Thursday, 10 May 2012

10.5.12 BGT Last Semi-Final

What a weird hotchpotch of acts for the last semi-final.  As ever, I predicted an "incredible start to the show" before even knowing the first act.  It turned out to be Face Team, the Hungarian trampolining and basketball playing ensemble.  There were okay, but even if it was tricky for them, I got bored with it half way through.  That didn't stop me hearing afterwards: "What a start to the show" from Dec, and "An incredible start to the show" from Alesha.  David Walliams chipped in with "An extraordinary act".  Simon concentrated on the international flavour, stating: "I welcome all the different countries who have come to Britain's Got Talent."  Sorry, Simon, but if that's the case and it's your show, then shall we just call it "Got Talent" then?  Or maybe Europe's Got Talent then?

Dec enthralled me with his: "It's time for a quick break" which was a complete lie, because it was a far-too-long break, like all of them, so the quick part of his comment was blatantly wrong.
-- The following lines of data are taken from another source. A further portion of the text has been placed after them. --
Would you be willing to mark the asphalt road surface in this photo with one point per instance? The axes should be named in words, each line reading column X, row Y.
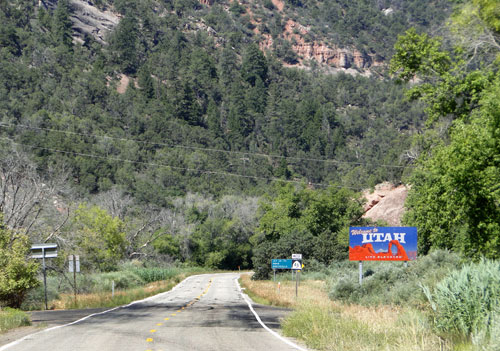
column 204, row 312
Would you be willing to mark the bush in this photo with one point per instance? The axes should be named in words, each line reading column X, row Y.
column 389, row 282
column 149, row 275
column 467, row 302
column 17, row 274
column 35, row 298
column 11, row 318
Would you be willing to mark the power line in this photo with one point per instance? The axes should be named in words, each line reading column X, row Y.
column 3, row 124
column 228, row 174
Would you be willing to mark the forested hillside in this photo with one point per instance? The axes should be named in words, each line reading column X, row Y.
column 176, row 130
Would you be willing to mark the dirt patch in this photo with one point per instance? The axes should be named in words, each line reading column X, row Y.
column 45, row 319
column 386, row 203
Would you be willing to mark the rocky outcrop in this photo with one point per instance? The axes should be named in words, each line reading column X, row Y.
column 332, row 56
column 386, row 203
column 87, row 19
column 366, row 252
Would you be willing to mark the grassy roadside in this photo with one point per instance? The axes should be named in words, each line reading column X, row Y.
column 11, row 318
column 121, row 297
column 328, row 325
column 95, row 290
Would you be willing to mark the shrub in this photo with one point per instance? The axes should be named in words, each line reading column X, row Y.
column 17, row 274
column 390, row 282
column 11, row 318
column 467, row 302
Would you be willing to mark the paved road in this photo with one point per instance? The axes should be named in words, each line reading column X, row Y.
column 204, row 312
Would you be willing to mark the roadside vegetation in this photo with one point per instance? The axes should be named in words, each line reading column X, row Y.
column 96, row 290
column 436, row 303
column 11, row 318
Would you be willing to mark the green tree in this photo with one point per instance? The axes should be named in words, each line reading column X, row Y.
column 454, row 199
column 254, row 65
column 455, row 195
column 307, row 221
column 100, row 237
column 17, row 273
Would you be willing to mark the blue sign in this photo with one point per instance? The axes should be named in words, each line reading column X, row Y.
column 382, row 243
column 281, row 264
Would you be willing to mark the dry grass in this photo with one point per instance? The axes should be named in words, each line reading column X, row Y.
column 105, row 299
column 328, row 325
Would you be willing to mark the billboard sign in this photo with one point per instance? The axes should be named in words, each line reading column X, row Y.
column 281, row 264
column 382, row 243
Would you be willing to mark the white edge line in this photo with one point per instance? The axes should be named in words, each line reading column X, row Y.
column 249, row 303
column 16, row 342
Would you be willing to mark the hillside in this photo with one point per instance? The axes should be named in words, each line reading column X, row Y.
column 165, row 130
column 174, row 80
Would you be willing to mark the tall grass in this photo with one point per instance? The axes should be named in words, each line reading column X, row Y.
column 330, row 325
column 467, row 303
column 11, row 318
column 95, row 290
column 390, row 282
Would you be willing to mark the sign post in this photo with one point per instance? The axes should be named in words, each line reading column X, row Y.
column 297, row 266
column 74, row 267
column 44, row 251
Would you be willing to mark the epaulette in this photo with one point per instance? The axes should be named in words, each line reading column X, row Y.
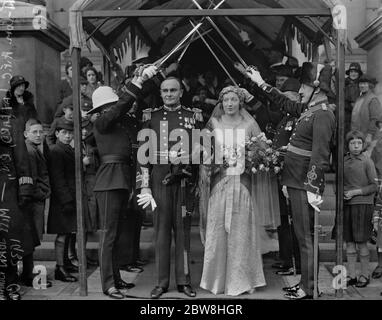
column 197, row 114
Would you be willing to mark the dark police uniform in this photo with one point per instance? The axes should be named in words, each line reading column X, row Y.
column 306, row 160
column 113, row 180
column 131, row 222
column 171, row 186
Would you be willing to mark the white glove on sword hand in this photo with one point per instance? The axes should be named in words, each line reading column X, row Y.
column 145, row 200
column 315, row 200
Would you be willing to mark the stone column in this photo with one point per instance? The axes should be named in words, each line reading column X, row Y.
column 371, row 40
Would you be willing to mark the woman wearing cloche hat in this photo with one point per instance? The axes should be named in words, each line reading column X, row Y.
column 18, row 101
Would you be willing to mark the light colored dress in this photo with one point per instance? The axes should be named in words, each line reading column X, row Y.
column 232, row 258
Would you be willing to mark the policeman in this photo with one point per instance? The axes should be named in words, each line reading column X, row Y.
column 306, row 160
column 113, row 179
column 169, row 178
column 289, row 252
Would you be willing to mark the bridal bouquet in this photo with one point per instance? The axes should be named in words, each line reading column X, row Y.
column 260, row 156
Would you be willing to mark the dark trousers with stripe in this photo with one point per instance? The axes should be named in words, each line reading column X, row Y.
column 288, row 244
column 169, row 218
column 303, row 223
column 112, row 205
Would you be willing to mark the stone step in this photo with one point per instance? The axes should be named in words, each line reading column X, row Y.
column 45, row 252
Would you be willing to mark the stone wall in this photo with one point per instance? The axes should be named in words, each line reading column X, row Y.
column 40, row 65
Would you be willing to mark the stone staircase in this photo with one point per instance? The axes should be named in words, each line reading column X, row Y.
column 327, row 220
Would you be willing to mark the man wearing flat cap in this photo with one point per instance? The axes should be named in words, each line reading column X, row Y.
column 306, row 160
column 351, row 91
column 367, row 109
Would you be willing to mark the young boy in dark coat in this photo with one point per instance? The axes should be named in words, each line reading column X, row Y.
column 62, row 213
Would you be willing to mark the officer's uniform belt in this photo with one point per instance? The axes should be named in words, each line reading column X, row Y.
column 245, row 178
column 299, row 151
column 114, row 158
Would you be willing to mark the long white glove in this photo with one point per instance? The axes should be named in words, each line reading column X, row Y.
column 145, row 200
column 244, row 36
column 255, row 76
column 285, row 192
column 314, row 200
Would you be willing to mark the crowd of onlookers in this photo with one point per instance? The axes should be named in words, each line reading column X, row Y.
column 52, row 161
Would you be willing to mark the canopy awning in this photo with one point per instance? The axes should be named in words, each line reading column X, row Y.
column 109, row 22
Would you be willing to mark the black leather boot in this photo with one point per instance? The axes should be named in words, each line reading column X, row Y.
column 61, row 274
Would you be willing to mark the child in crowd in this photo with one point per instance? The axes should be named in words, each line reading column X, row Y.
column 34, row 136
column 360, row 186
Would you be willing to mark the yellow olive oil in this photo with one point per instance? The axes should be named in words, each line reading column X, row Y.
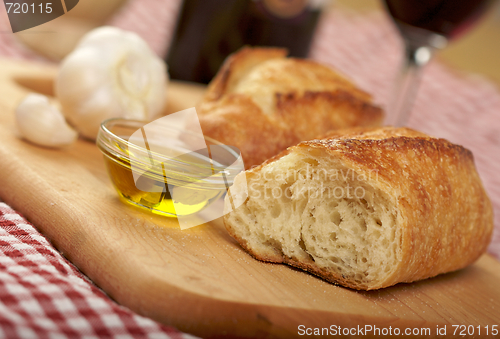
column 154, row 194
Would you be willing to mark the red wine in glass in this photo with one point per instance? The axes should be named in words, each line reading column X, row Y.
column 426, row 25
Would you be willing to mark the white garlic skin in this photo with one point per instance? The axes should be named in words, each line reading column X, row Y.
column 110, row 74
column 43, row 124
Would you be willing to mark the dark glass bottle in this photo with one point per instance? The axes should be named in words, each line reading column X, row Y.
column 209, row 30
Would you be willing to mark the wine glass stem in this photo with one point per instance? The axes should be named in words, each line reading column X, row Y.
column 406, row 85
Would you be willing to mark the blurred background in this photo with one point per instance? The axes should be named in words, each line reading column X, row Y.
column 477, row 51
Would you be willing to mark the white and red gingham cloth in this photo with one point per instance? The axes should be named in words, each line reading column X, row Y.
column 43, row 295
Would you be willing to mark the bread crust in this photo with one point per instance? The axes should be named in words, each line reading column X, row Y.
column 262, row 102
column 446, row 218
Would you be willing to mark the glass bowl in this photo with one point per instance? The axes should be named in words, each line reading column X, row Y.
column 165, row 169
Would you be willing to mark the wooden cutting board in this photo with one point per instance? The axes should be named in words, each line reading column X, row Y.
column 199, row 280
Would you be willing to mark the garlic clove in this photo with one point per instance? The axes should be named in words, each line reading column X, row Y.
column 111, row 73
column 43, row 124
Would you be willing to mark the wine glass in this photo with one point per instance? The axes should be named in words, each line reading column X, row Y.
column 425, row 26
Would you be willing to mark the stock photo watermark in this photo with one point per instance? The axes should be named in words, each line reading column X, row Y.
column 26, row 14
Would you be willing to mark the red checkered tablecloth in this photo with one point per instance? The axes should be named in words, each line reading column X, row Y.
column 43, row 295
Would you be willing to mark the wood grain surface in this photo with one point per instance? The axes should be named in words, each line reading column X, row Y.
column 200, row 280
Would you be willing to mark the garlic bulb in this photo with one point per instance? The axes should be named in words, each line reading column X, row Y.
column 111, row 73
column 43, row 124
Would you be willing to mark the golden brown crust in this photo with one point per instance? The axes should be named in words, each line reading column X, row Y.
column 262, row 102
column 445, row 219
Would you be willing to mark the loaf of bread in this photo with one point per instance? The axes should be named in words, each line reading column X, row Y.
column 364, row 208
column 262, row 102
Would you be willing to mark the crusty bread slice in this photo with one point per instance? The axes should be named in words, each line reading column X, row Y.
column 262, row 102
column 364, row 208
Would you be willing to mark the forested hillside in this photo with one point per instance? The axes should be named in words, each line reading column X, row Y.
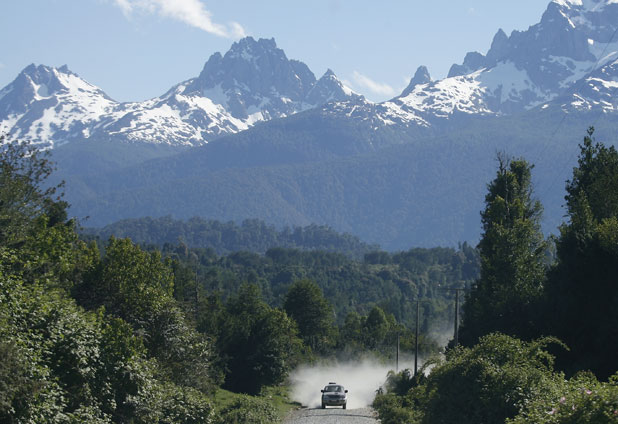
column 225, row 237
column 113, row 332
column 508, row 370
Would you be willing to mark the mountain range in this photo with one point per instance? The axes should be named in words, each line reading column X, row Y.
column 256, row 135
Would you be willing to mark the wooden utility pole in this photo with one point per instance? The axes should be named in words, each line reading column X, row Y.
column 418, row 318
column 397, row 360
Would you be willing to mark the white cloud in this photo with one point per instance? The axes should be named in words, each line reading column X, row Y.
column 191, row 12
column 364, row 81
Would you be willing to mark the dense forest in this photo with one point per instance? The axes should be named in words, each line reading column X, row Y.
column 110, row 331
column 105, row 330
column 539, row 341
column 251, row 235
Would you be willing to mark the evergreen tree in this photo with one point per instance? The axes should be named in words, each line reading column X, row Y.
column 512, row 252
column 306, row 304
column 582, row 292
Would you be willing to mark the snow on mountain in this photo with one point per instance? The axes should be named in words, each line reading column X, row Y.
column 567, row 59
column 254, row 81
column 572, row 52
column 43, row 103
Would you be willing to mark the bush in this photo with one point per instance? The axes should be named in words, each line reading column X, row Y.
column 581, row 400
column 489, row 382
column 248, row 410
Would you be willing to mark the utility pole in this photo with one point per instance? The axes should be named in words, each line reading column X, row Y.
column 456, row 333
column 457, row 317
column 418, row 318
column 397, row 360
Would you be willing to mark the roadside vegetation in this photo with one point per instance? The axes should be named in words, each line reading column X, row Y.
column 507, row 370
column 111, row 331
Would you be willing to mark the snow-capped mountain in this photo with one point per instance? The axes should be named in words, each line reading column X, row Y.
column 254, row 81
column 568, row 60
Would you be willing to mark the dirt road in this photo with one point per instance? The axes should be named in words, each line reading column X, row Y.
column 332, row 416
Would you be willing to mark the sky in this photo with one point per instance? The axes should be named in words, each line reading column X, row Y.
column 138, row 49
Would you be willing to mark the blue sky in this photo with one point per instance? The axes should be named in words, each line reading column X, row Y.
column 138, row 49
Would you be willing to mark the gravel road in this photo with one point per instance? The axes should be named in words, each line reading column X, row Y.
column 332, row 416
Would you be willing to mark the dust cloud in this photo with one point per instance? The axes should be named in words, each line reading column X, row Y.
column 360, row 378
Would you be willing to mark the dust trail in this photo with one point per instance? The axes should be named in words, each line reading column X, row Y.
column 360, row 378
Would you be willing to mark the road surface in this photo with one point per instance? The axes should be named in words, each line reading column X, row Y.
column 332, row 416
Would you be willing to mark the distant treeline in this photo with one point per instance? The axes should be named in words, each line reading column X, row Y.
column 225, row 237
column 391, row 281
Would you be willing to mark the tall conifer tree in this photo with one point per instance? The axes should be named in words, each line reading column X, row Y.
column 512, row 252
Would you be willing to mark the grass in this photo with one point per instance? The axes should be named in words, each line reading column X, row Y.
column 277, row 396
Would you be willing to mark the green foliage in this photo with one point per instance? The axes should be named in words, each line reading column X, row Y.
column 512, row 250
column 582, row 294
column 580, row 400
column 23, row 174
column 488, row 383
column 249, row 410
column 349, row 285
column 306, row 305
column 227, row 237
column 62, row 364
column 259, row 343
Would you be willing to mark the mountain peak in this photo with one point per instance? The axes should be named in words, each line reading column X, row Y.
column 590, row 5
column 421, row 76
column 249, row 48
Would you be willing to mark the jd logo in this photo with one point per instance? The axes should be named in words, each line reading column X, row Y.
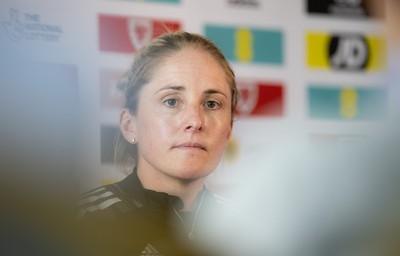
column 349, row 52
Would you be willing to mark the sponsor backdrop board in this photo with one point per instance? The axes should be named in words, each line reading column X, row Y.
column 310, row 65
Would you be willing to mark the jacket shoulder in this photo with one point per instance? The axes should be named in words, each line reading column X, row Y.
column 104, row 202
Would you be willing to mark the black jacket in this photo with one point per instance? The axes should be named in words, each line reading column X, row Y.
column 126, row 219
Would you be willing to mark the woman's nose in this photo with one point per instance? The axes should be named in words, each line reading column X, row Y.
column 194, row 120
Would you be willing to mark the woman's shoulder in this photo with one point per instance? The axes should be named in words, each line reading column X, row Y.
column 105, row 202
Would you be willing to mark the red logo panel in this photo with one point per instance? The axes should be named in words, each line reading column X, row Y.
column 128, row 34
column 260, row 99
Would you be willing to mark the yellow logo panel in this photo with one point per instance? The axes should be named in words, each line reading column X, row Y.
column 350, row 52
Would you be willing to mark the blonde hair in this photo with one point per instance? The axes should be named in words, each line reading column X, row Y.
column 142, row 71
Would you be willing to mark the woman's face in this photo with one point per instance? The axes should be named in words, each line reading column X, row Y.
column 183, row 120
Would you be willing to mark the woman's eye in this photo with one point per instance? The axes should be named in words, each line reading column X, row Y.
column 171, row 102
column 212, row 104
Greig Stewart was plainly awful, and belonged in a nightclub somewhere, not on TV.  The laser harp was really just a notch up from a stylophone, and he struggled to play the thing.  As Daughter-in-Law said: "Give me ten minutes, and I'm sure I could whack a tune out of that laser harp."

Dec enthralled me again with his: "It's time for a quick break" which was a complete lie, because it was a far-too-long break, like all of them, so the quick part of his comment was blatantly wrong.

Billy George in his hoop was certainly talented, and the display was different from most things we've seen this week.  My only concern was that having seen him, there's less motivation to want to watch him again.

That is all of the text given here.